La idea de que el amor y el deseo siempre deben ir de la mano está siendo cada vez más cuestionada por mujeres que aseguran sentirse emocionalmente vinculadas a sus parejas, pero desconectadas del deseo sexual dentro de la relación.

Para Flavia Dos Santos, psicóloga y sexóloga de Gleeden, la plataforma de encuentros extraconyugales y no monógamos creada por y para mujeres, que ya supera los 600.000 usuarios en Colombia, esta situación no necesariamente representa una crisis de pareja, sino una realidad humana atravesada por factores culturales, emocionales y cotidianos que durante años han sido invisibilizados.

“Amor y sexo son dos funciones distintas. Muchas veces se ama donde no se desea y se desea donde no se ama”, explica la especialista de Gleeden, quien asegura que durante décadas se condicionó el deseo femenino a la idea de que solo podía existir dentro del amor romántico y de la relación estable.

Según Dos Santos, el deseo no es lineal ni permanente. Cambia con el tiempo, las dinámicas de pareja, el cansancio, la rutina, el estrés y las etapas personales. “Hay momentos en que puedes desear más a tu pareja y otros en que no. Somos seres humanos y estamos afectados por múltiples factores de nuestro entorno”, señala.

La sexóloga de Gleeden advierte que muchas mujeres han crecido bajo modelos culturales que las llevaron a sentir culpa frente a sus propios deseos o a interpretar la falta de deseo como un fracaso afectivo. “Fuimos entrenadas para creer que nuestro sexo solo es válido si estamos enamoradas”, afirma.

En ese contexto, asegura que uno de los mayores errores es interpretar automáticamente la disminución del deseo como el fin de una relación. “La señal de alerta no es dejar de desear momentáneamente; la verdadera alerta aparece cuando ya no hay coincidencias, proyectos compartidos o sentido dentro de la relación”, explica.

Dos Santos también subraya el impacto de la rutina y el agotamiento en la vida sexual. “El cansancio afecta directamente el deseo. Muchas veces, ocho horas de sueño pueden ser el mejor afrodisíaco”, sostiene. Para ella, el placer necesita tiempo, descanso y conexión emocional con uno mismo.
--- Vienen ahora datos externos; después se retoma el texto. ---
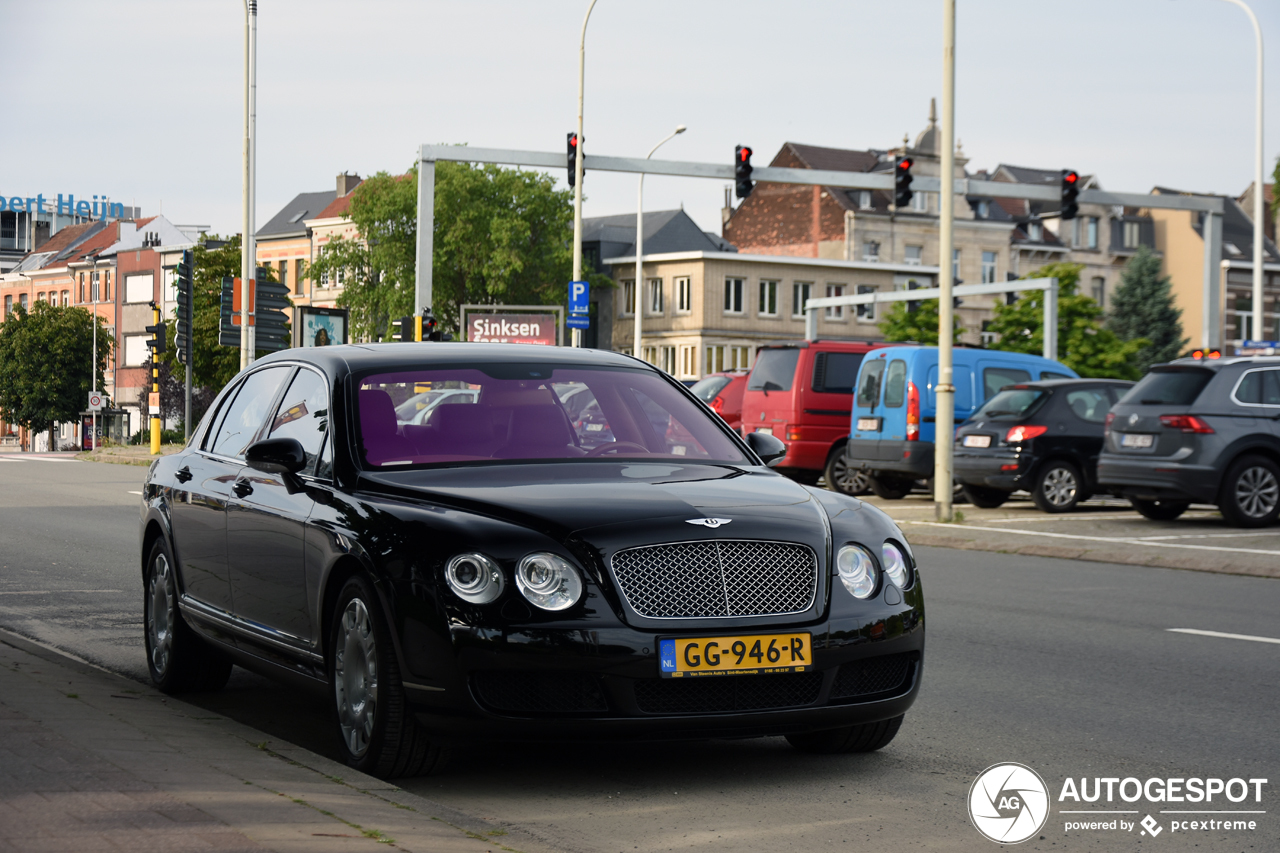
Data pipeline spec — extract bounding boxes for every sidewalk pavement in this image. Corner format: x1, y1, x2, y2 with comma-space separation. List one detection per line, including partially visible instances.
0, 631, 560, 853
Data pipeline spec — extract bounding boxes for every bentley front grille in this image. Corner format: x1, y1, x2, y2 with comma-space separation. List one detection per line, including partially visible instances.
612, 539, 818, 619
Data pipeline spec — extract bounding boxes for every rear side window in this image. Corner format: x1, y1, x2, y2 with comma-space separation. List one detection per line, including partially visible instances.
1120, 368, 1213, 406
813, 352, 863, 394
1235, 370, 1280, 406
746, 347, 800, 391
858, 359, 884, 409
982, 368, 1032, 400
884, 359, 906, 409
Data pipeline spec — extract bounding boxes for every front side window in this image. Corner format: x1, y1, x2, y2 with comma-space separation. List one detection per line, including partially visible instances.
356, 362, 744, 467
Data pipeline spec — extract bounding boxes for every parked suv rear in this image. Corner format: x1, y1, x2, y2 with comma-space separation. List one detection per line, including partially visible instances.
742, 341, 884, 493
1098, 357, 1280, 528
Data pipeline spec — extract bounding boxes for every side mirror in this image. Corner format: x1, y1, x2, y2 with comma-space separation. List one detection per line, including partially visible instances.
747, 433, 787, 467
244, 438, 307, 474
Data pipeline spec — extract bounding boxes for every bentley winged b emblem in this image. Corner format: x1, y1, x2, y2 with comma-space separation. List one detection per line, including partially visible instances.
685, 519, 733, 530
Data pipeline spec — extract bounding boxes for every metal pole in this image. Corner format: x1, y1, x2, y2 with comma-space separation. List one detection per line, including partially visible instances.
1206, 0, 1268, 341
933, 0, 956, 521
573, 0, 595, 347
634, 124, 689, 359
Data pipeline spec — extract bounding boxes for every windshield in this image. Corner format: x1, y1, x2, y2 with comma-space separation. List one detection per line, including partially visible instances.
1120, 368, 1213, 406
746, 347, 800, 391
969, 388, 1048, 420
689, 377, 730, 402
357, 364, 746, 467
La sexóloga de Gleeden considera que actualmente muchas mujeres atraviesan un proceso de transformación y reconocimiento de su autonomía emocional y sexual. “Las mujeres están entendiendo cada vez más quiénes son, qué desean y qué están dispuestas a vivir”, concluye.

El debate sobre el deseo femenino, la fidelidad y la satisfacción emocional sigue ganando espacio en las conversaciones sobre relaciones modernas, especialmente en un contexto donde cada vez más personas diferencian el amor de la pasión y cuestionan los modelos tradicionales de pareja.